On “[Un]churned,” Chris shared his macro view of the industry – including the challenges facing CS professionals right now – as well as his game plan for putting customer success leaders in a position to thrive in the next 5-10 years ahead. Here are a few key takeaways from his conversation with Josh.

 

The Big Problem Facing CS 

CS departments have become much more common, if not ubiquitous, in recent years. And that’s a good thing, obviously. But the issue facing most CS departments is this: they don’t have a key metric they can point to that shows they’re delivering for the business.

Sure, there are plenty of numbers and metrics tied to CS: time to value, customer health score, net retention rate, NPS, and CSAT. They’re important – but none of them appear on a CEO’s morning dashboard. 

As Chris told Josh, without a linchpin metric to “own,” CEOs do not “value [CS] in the way I think it should be.” 

The perception at many companies is that the CS department is a group of nice people who are nice to customers – but who aren’t necessarily integral to the business. That’s a problem, because perception is reality in this case; when executives look to trim fat during economic downturns, it puts CS professionals at greater risk of being cut. 
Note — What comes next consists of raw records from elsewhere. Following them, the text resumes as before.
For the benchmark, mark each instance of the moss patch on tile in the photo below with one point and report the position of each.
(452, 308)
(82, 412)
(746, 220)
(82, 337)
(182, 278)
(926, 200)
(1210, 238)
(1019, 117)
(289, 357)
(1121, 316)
With the economy taking a hit this year, this is something that must be taken seriously among CS professionals – and why a go-to metric is essential for CS to become bulletproof. 

 

The Metric CS Departments Need to Own 

As the old saying goes: Play to your strengths. And the best way to do that, Chris said, is for CS leaders to make product-market fit their anchor metric. 
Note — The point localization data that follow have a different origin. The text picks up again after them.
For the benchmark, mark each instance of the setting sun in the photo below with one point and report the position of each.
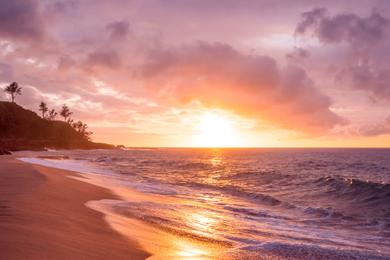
(216, 130)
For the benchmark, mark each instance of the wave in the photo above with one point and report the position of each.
(357, 190)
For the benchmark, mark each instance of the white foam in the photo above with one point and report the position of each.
(79, 166)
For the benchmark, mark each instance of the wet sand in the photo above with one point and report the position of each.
(43, 216)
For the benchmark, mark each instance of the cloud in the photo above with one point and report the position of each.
(6, 71)
(351, 28)
(118, 30)
(217, 75)
(21, 20)
(103, 58)
(367, 40)
(381, 128)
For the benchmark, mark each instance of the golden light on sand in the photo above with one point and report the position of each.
(216, 130)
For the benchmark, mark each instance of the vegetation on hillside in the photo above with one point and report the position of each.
(22, 129)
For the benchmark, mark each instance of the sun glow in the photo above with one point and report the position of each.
(216, 130)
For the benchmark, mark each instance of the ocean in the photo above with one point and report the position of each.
(297, 203)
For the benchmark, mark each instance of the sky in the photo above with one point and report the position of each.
(301, 73)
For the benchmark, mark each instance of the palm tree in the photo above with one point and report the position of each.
(52, 115)
(65, 113)
(43, 108)
(13, 89)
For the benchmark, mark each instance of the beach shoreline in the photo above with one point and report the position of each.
(43, 215)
If you’re not familiar, product-market fit is where a company’s customers are buying, using and telling other people about its product so much that it feeds the product’s growth and profitability. The metric is credited to Marc Andreesen, the co-founder of Netscape and famed venture capitalist behind companies like Facebook and Twitter.  

CS leaders are best positioned to own this metric, Chris believes, because they’re the only people who have a full view of the entire customer journey with a company. 

They’ve seen what happened in the sales process, what the customer’s experience with the product has been, how they feel about pricing, how they feel about the company’s positioning, and how technical bugs may have impacted their journey, among dozens of other factors. There are about 50 core experiences a customer goes through, and the CS leaders have the best understanding of that composite picture. 

This is where they play to their strengths. How? By creating a scorecard that rates the quality of a customer’s experience at each of those points. Develop your own scoring system and present it to the executive team once a month. 

“By doing this, you can help the business assess where they’re accumulating risk and where they have opportunities for expansion,” Chris said. 

This moves the CS department from reactive to proactive. The scorecard, coupled with a focus on the product-market fit, puts the CS department in a position of strength – directing resources of the business to improve net revenue retention and the overall quality of the business. This becomes something quantifiable for CS departments to point to. 

 

How CS Can Leverage a New Operating Model 

Chris stressed another important factor in the CS world’s continued evolution: emphasizing customer-led growth, a term he is championing. 

We’ll jump into that in a second, but let’s take a step back for a moment. Wall Street, for the last 5-7 years in particular, has valued companies that can grow efficiently. And most companies have tried to accomplish this via product-led growth – by relying on their product to be the engine that drives the company forward. NEW OPERATING MODEL. 

But that’s been a mistake, Chris said, for the vast majority of software companies, because upwards of 95% of companies don’t have a product strong enough to build on. 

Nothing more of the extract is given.